8 Mayıs 2013 Çarşamba

tekrar

hayatın insanları birbirinden ayırdığı bir gerçek.
uzun zamandır buraya gelip bir şeyler karalamaya bile fırsatım olmadı mesela.
bu sırada güzel şeyler olduğu kadar çirkin şeyler de oldu.başladığım yeni işimin eğitimi için Mersin'e gittim örneğin.yeni insanlar tanıdım güzel arkadaşlıklar kurdum.bu sırada hayatımdan çıkması gereken, gereksiz insanlar oldu ve aynı zamanda hayatım için aslında ne kadar gerekliymiş dediğim insanlar hayatıma girdi.
iyi de oldu güzel de oldu.
hepsi birer tecrübe sonuçta,kaldığımız yerden devam ediyoruz.
gün geçtikçe gelecek planlarıma biraz daha yaklaşıyor olmam içimi aydınlatmakla kalmıyor,bana güç de veriyor.öyle bir güç ki böyle ne yapsan gitmeyecek,bitmeyecek,tükenmeyecek cinsten.
galiba bu sefer başarıcam,olacak diyorum.buna da inancım sonsuz.
yaşayıp görücez.

havadan sudan yazayım madem.
Ahmet Ümit'in "Beyoğlu Rapsodisi" adlı kitabından bahsetmek istiyorum biraz.çok büyük ümitlerle aldığım,çok büyük şaşkınlıkla ve hayranlıkla okuduğum kitabın finalinde ancak bu kadar hüsrana uğrayabilirdim.baştan finale kadar olay örgüsü,cümleler ve anlatım o kadar güzeldi ki öyle bir finali yakıştıramadım açıkçası.okuyacak olanlara tavsiyem finalinden çok büyük bişey beklememeleri."Patasana" için ise aynı şeyi söyleyemicem. çünkü bugüne kadar okuduğum kitaplar arasında favoriler listemde yerini aldı bile.
Kitaplardan devam edelim.şu an Üstün Dökmen'in "Küçük Şeyler" kitabını okuyorum.yaklaşık 1 aydır elimde.nedeni ise şu: bu kitaplar öyle paldır küldür hadi bakalım sonu neye varacak diye bir çırpıda okunacak kitaplar değil.sindire sindire,anlaya anlaya okumalı insan.o yüzden de biraz sabır gerektiriyor tabii.

son zamanlarda izlediğim ve müptelası olduğum bir dizi var: Black Mirror. lütfen böyle dizileri izleyelim izlettirelim.3'er bölümden 2 sezonluk bi dizi.devamı gelecek diye ümit ediyorum.yönetmenleri,oyuncuları,konuları her bölümde beni benden alıyor.Fringe'ten sonra favorimdir kendisi.Arada bi keyiflenmek için de Friends'e başladım,bir yandan da How I Met Your Mother devam ediyor tabii ki.

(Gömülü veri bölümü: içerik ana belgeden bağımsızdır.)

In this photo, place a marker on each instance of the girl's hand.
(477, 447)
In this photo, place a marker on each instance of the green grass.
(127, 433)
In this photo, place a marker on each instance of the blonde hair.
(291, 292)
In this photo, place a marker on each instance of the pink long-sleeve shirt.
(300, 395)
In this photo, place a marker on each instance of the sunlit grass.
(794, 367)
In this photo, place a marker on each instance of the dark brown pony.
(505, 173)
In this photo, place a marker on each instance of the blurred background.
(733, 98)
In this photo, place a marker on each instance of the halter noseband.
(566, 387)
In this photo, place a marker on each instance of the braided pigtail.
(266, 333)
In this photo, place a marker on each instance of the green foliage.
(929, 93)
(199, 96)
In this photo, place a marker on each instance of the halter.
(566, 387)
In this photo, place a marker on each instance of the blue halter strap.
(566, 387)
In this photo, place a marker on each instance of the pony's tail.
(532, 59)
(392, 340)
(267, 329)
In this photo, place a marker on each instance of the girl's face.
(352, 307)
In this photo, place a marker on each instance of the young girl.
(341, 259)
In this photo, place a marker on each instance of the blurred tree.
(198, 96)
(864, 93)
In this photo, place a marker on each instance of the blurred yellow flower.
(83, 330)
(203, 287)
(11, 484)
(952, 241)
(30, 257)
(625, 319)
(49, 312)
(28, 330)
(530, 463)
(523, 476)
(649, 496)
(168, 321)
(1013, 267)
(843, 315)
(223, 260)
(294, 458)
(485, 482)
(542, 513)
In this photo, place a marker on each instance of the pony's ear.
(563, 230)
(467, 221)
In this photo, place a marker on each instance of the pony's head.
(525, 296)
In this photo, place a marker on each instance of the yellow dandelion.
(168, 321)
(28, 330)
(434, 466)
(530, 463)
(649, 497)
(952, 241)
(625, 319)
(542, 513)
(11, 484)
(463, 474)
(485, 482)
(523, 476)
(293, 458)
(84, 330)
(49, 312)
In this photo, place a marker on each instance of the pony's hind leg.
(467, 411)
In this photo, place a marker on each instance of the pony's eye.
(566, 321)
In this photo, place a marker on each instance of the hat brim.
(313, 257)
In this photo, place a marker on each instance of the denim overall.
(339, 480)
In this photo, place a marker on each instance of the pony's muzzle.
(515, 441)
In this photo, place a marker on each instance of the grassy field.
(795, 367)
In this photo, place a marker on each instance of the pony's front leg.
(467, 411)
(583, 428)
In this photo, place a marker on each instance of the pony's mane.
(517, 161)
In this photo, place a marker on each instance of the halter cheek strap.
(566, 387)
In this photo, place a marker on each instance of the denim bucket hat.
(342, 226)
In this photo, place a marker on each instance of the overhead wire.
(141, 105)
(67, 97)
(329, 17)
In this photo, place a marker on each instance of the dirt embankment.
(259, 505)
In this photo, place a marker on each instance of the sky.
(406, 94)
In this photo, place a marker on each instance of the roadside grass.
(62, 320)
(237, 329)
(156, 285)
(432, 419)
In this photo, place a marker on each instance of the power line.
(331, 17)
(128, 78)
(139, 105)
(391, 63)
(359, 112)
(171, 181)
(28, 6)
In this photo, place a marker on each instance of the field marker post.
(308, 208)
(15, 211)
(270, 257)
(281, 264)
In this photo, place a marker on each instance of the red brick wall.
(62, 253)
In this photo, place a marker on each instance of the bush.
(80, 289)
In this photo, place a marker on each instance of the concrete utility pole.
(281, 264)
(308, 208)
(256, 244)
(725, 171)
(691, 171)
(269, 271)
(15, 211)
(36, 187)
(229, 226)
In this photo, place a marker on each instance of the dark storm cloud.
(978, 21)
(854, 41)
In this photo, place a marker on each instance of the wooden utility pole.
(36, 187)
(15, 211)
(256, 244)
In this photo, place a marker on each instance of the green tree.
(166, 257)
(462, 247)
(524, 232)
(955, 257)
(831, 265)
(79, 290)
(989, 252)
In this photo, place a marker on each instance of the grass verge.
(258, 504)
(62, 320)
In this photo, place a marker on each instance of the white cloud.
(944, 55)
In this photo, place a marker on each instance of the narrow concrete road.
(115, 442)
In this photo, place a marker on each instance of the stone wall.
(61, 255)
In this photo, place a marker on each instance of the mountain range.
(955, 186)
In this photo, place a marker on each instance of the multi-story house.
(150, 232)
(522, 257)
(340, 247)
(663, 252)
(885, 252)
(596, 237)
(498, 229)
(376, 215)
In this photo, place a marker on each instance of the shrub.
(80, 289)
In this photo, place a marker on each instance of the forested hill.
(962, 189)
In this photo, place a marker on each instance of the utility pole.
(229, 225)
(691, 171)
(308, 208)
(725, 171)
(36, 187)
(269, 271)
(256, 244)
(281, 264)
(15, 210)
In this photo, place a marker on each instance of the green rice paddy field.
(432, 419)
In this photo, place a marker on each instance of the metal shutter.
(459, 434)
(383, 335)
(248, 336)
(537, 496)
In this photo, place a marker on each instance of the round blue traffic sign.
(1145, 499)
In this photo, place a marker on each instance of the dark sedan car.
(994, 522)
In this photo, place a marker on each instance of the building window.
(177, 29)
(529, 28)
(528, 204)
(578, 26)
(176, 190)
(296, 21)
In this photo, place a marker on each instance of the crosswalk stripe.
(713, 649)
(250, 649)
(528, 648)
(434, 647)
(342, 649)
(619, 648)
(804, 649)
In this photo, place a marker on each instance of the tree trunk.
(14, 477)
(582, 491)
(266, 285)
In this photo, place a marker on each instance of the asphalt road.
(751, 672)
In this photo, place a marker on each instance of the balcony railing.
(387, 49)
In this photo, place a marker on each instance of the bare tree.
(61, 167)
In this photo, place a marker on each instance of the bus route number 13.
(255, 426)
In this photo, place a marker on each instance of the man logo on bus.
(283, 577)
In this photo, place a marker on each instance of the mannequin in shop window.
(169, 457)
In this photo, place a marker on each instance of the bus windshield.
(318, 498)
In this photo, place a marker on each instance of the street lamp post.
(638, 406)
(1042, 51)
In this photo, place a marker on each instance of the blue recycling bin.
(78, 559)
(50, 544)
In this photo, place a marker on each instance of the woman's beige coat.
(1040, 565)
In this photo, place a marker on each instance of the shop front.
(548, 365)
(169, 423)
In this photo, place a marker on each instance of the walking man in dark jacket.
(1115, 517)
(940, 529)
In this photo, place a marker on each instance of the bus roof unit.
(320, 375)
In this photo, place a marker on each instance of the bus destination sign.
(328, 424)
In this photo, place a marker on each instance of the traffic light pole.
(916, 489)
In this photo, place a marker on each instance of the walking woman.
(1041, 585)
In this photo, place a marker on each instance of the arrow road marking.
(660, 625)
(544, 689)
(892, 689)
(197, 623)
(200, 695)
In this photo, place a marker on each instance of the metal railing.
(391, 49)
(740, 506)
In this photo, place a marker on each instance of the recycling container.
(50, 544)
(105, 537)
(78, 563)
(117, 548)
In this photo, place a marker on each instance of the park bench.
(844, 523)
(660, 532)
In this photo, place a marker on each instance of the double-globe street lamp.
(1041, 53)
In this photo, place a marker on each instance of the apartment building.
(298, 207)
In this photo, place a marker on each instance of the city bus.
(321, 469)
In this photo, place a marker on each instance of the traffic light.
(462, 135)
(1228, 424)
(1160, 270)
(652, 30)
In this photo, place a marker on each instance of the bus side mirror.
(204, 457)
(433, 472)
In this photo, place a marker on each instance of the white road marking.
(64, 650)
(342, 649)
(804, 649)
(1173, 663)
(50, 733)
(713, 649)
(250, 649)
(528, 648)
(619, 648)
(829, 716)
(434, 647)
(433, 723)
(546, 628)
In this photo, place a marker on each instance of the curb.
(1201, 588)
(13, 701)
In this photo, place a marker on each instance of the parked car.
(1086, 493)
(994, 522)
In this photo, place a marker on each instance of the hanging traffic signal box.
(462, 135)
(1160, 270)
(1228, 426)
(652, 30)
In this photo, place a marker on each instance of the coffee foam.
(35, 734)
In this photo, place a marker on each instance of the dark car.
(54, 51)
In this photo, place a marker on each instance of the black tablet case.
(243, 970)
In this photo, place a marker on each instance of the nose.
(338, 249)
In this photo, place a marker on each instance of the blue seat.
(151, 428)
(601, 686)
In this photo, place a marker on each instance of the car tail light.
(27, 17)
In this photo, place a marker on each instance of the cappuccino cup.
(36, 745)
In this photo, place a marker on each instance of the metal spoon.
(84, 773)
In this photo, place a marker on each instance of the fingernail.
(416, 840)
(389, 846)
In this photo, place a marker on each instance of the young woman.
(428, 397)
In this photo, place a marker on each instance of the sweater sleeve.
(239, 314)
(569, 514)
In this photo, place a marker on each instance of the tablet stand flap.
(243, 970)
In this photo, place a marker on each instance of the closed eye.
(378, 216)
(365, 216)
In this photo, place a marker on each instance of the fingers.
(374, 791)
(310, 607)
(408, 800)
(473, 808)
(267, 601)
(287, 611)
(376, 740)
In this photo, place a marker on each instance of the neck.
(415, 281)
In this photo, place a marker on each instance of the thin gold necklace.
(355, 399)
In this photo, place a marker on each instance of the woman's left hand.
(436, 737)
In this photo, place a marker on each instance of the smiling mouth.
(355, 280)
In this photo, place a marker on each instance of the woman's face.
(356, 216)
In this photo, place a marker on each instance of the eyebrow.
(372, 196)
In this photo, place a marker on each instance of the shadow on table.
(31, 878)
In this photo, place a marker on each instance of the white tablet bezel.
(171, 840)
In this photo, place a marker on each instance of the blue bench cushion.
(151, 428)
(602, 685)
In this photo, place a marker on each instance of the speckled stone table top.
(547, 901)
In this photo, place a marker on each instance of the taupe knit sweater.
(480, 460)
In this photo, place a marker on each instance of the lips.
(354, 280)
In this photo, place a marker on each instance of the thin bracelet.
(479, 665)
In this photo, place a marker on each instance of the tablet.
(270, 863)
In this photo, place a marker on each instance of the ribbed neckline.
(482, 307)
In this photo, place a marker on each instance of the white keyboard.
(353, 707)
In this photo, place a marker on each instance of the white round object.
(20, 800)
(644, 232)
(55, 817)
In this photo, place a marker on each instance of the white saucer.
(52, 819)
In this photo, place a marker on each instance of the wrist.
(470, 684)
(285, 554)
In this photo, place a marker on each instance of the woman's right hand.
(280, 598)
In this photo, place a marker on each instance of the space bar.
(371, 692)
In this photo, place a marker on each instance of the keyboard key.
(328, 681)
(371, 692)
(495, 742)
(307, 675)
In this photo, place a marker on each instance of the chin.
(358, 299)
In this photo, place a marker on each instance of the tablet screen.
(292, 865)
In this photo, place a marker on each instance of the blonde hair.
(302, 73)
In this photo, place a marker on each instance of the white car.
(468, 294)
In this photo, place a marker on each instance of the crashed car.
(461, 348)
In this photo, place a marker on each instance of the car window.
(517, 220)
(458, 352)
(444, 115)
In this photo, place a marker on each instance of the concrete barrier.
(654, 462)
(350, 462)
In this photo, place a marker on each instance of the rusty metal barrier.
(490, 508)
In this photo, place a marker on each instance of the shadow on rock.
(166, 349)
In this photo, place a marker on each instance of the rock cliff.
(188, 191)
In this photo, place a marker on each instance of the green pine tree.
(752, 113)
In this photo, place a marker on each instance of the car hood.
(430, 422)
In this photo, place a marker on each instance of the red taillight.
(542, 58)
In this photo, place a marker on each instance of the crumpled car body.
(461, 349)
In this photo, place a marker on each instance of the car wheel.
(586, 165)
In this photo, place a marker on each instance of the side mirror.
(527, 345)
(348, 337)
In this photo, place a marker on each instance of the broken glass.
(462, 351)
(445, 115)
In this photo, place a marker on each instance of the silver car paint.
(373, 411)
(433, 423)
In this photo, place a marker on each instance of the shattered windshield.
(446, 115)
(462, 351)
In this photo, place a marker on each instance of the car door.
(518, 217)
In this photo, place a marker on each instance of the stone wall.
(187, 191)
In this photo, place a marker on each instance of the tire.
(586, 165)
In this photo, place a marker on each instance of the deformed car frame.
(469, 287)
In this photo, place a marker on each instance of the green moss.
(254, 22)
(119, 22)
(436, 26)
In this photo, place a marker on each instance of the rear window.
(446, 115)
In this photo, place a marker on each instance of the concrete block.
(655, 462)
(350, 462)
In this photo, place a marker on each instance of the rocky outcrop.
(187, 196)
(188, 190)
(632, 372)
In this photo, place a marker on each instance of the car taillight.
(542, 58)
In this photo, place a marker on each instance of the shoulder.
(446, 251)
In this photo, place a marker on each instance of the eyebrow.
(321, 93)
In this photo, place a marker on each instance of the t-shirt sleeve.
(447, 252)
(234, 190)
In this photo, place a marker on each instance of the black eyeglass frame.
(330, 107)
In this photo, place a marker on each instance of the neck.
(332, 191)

yazmanın beni neden bu kadar rahatlattığı konusunda hiç bir fikrim yok.konuşmak,yazmak o kadar rahatlatıyor ki bence bu konuda benim üzerimde bi araştırma yapılabilir,tez konusu olur bundan.

son olarak şu cümleleri de söyleyelim;hayatımda yüzümü güldüren insanlar hep hayatımda olsunlar istiyorum,gelecek planlarım bir bir gerçekleşsin istiyorum.

ve yeni keşfettiğim -yeni keşfettiğim için de fazlasıyla üzüldüğüm- güzel bir şarkıyla son veriyoruz:

not:yaptığım yorumlar nacizane fikirlerimdir.kitap,film ve müzik gurmesi değiliz sonuçta.abartmayalım.